Orhan Kemal’in çocukları…
Orhan Kemal’in “kederden olma sokaklardan doğma” çocuklarıyla tanışmış mıydınız? “O kimsesiz sokak çocuklarını anlatırken onlara kıyamaz, sevgisiyle onları kayırır. Onun kanadı kırık küçük melekleri sadece düşlere sığınarak yağmur-çamura, soğuğa, açlığa karşı koyar. Vahşi ve yırtıcı değildirler. Ruhları soyludur. Öldüklerinde masumiyetin ölümüne ağlarsınız. Yıllar sonra onları hatırladığınızda yüreğiniz sızlar. Orhan Kemal böylesine iyi bir insan olmasaydı belki çok büyük bir yazar olabilirdi.” Yıldırım Türker’in Radikal İki’nin son sayısında okuduğumuz olağanüstü analizi…
Yıldırım Türker, Radikal iki, 9 Eylül
Çıfıtlar, deliler, hayat kadınları
Orhan Kemal'in kederden olma sokaklardan doğma çocuklarıyla tanışmışsanız ömür boyu onların gözyaşlarını omzunuzda, kirli bebek kokularını burnunuzda taşırsınız.
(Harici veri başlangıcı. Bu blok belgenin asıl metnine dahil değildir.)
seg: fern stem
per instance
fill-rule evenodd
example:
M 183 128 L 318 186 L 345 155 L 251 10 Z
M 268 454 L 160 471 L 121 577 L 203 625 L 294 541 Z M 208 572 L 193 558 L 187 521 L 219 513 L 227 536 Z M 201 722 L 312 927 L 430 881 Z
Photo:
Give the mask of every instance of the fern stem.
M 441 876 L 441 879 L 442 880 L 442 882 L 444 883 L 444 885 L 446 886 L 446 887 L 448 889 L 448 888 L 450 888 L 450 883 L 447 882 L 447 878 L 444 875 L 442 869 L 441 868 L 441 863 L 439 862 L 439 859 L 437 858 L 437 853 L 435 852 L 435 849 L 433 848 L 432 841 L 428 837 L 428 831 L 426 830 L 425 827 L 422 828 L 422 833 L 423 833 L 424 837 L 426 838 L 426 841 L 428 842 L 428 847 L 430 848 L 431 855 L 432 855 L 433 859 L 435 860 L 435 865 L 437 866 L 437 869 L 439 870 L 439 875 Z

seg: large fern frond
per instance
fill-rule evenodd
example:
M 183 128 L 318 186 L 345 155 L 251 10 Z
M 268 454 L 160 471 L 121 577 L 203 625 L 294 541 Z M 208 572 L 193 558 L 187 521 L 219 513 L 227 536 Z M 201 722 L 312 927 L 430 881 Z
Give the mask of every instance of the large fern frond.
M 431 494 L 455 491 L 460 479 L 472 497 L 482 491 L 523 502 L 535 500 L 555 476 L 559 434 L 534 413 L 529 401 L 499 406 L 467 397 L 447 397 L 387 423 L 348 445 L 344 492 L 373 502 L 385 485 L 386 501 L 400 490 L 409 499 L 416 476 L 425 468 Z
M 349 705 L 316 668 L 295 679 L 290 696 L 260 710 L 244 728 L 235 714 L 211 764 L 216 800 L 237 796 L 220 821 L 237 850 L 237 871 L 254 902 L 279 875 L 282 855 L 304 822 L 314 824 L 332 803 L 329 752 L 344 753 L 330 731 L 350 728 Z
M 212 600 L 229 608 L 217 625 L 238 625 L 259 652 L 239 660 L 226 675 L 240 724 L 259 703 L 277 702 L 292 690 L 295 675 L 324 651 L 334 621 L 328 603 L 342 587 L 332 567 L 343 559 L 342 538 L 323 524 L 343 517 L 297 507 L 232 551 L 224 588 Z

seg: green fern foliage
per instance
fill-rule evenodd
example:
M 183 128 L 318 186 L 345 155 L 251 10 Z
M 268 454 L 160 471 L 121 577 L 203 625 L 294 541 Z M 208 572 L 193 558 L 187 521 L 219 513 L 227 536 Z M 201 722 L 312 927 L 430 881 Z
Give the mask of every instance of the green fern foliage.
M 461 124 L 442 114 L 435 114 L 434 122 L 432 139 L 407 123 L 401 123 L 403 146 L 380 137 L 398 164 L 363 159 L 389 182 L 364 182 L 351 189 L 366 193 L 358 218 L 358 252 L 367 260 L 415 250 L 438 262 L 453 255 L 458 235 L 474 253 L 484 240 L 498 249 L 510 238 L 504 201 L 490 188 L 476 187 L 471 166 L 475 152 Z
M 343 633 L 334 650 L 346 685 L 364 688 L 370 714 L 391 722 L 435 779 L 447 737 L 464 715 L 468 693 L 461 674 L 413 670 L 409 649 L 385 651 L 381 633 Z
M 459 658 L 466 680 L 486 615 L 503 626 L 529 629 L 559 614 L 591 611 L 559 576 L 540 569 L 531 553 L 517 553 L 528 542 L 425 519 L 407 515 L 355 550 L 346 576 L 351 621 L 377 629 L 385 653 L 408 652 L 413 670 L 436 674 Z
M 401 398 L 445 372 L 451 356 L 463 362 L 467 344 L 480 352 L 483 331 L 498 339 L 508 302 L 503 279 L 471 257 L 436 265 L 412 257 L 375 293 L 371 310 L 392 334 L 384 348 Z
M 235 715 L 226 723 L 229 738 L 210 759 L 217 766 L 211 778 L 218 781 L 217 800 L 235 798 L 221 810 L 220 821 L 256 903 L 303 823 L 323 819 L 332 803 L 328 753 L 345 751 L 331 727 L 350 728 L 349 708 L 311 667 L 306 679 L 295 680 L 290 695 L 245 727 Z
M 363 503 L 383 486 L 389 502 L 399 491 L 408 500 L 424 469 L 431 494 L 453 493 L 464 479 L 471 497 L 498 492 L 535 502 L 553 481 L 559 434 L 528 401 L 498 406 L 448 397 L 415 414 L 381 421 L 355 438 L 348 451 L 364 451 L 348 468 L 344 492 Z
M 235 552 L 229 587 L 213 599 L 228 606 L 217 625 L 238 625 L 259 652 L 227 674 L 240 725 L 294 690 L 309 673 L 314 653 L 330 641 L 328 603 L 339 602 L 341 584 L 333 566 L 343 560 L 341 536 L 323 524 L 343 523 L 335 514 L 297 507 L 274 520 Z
Yazarın sonsuz şefkati, anlattığı öksüz, boynu bükük, yoksul çocuklarla birlikte sizi de kucaklar. Orhan Kemal, mükemmel bir anlatıcıdır. Onları mütemadiyen inciten hayatla itişirken, bir an o sokak çocuklarının, o vahşice hırpalanan küçük kızların burunlarını yeninizle silmiş gibi olmanız bundandır. Kirli saçlarını taramış, başlarını okşamış gibi oluvermeniz. Onlar, sizle birlikte yaşar. Vahşi dünyaya karşı hayatta kalabilmek için kimileyin hırçın bir inatla direnirler. Orhan Kemal'in kitapları, hele genç yaşınızda okumuşsanız size kim bilir kaç kan kardeş kazandırmıştır. İyi bir yazardır. Ama kitaplarını okurken onun aynı zamanda çok iyi bir insan olduğunu anlarsınız. Hattâ apaçık görürsünüz. O kimsesiz sokak çocuklarını anlatırken onlara kıyamaz, sevgisiyle onları kayırır. Onun kanadı kırık küçük melekleri sadece düşlere sığınarak yağmur-çamura, soğuğa, açlığa karşı koyar. Vahşi ve yırtıcı değildirler. Ruhları soyludur. Öldüklerinde masumiyetin ölümüne ağlarsınız. Yıllar sonra onları hatırladığınızda yüreğiniz sızlar. Orhan Kemal böylesine iyi bir insan olmasaydı belki çok büyük bir yazar olabilirdi. O çocukların vahşetle emzirile beslene nasıl vahşileşebildiklerini, iyice kıstırıldıklarında karanlığın yüreğine nasıl dalıverdiklerini anlatabilseydi. Yüreği elverseydi. İyiliğin ahlâkıyla bu kadar dindar olmasaydı. Doğduklarından itibaren hiçbir güvence duygusuna sarılamadan, hiç okşanmadan büyüyen çocukların, ister katil olsunlar, ister hırsız, yanlarında durmaktı, yazarın dini. Ben de Orhan Kemal'in tanrısına inanıyorum.